September 22, 2024
Editorial

Is Congress Listening?

In her ruling Thursday that would end the National Security Agency’s warrantless surveillance program, U.S. District Judge Anna Diggs Taylor in Detroit took the argument of “inherent powers of the presidency” back to their source and found them not nearly as expansive as the White House has asserted.

” … There are no hereditary Kings in America and no powers not created by the Constitution,” she wrote. “So all ‘inherent powers’ must derive from that Constitution.” She also cited the Foreign Intelligence Surveillance Act (FISA), which says it is illegal to conduct domestic surveillance without either a criminal or intelligence warrant. Her ruling will be only one of several centered on this question expected during the next several months; other judges will have a different view and the two sides in this question will choose rulings selectively to make their points.

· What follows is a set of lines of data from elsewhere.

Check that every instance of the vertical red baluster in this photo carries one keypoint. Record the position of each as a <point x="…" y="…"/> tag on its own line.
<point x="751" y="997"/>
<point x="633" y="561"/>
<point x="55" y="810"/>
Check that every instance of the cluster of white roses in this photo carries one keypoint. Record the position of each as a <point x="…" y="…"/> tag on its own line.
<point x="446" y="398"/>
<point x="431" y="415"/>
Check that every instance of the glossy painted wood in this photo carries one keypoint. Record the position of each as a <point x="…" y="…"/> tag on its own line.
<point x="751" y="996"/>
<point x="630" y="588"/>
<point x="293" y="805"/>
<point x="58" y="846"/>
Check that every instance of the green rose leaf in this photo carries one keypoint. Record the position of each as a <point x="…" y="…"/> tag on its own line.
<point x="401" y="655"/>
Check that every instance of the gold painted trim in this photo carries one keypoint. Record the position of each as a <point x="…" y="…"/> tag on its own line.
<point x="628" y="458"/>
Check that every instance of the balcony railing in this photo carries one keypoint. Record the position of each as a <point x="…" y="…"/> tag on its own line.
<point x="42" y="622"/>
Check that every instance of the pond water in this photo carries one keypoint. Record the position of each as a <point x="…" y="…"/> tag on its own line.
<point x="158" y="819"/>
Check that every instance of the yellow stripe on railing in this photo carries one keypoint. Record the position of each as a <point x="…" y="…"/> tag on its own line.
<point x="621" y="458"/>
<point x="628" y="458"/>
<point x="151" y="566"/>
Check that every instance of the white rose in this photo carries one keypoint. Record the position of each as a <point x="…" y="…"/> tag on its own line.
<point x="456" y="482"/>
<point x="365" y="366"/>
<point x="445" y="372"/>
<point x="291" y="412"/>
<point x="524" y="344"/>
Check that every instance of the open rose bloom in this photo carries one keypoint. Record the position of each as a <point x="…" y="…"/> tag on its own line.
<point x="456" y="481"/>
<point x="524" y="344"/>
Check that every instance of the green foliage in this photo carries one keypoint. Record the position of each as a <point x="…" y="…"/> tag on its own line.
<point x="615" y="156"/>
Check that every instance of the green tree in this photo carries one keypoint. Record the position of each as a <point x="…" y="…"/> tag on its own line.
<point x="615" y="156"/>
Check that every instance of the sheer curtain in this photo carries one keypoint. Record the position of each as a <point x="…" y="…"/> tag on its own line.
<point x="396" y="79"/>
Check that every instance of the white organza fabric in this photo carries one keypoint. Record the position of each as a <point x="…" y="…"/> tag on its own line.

But there was never a good reason for this disagreement on so fundamental an issue, under the cloak of secrecy, to end up in court. The failure of the White House to fully inform Congress and the subsequent failure of Congress, upon learning of the program, to agree on a means for overseeing a program that has the potential for the serious abuse of individual liberties results in Americans being handed a false choice. They are being asked whether they support the pursuit of terrorists through telephone records or not.

Of course pursuing terrorists still reckless enough to use telephones makes sense, and, no, the lack of warrants for the NSA hunt doesn’t place it one step away from a pogrom. The question is whether the secret program is constitutionally sound and whether someone outside of the administration and with authority is ensuring that limits in the program’s reach are enforced. The answer to both appears to be “no.”

The situation was similar to the false choice presented in the question of enemy combatants held at Guantanamo: The issue there was never whether the United States could protect itself by imprisoning enemy combatants. A plurality of the Supreme Court acknowledged that combatants could be held, but that due process demanded a citizen held as a combatant be given an opportunity to challenge the detention before a “neutral decisionmaker.” Why wouldn’t Americans want to provide fellow citizens the opportunity to defend themselves?

These are issues Congress should be able to handle without months of stultifying debate that challenge the patriotism and intention of those who disagree with them. Instead, an overly aggressive White House and a cowed Congress have failed to meet their responsibilities, and the decisions have been shoved over to the courts.

But the checks and balances in the Constitution aren’t there to test how skillfully political leaders can avoid them. The issue of wiretapping will be back in Congress next month, and the public should watch closely to see if Congress can find agreement in six weeks when it has failed to do so over the last year.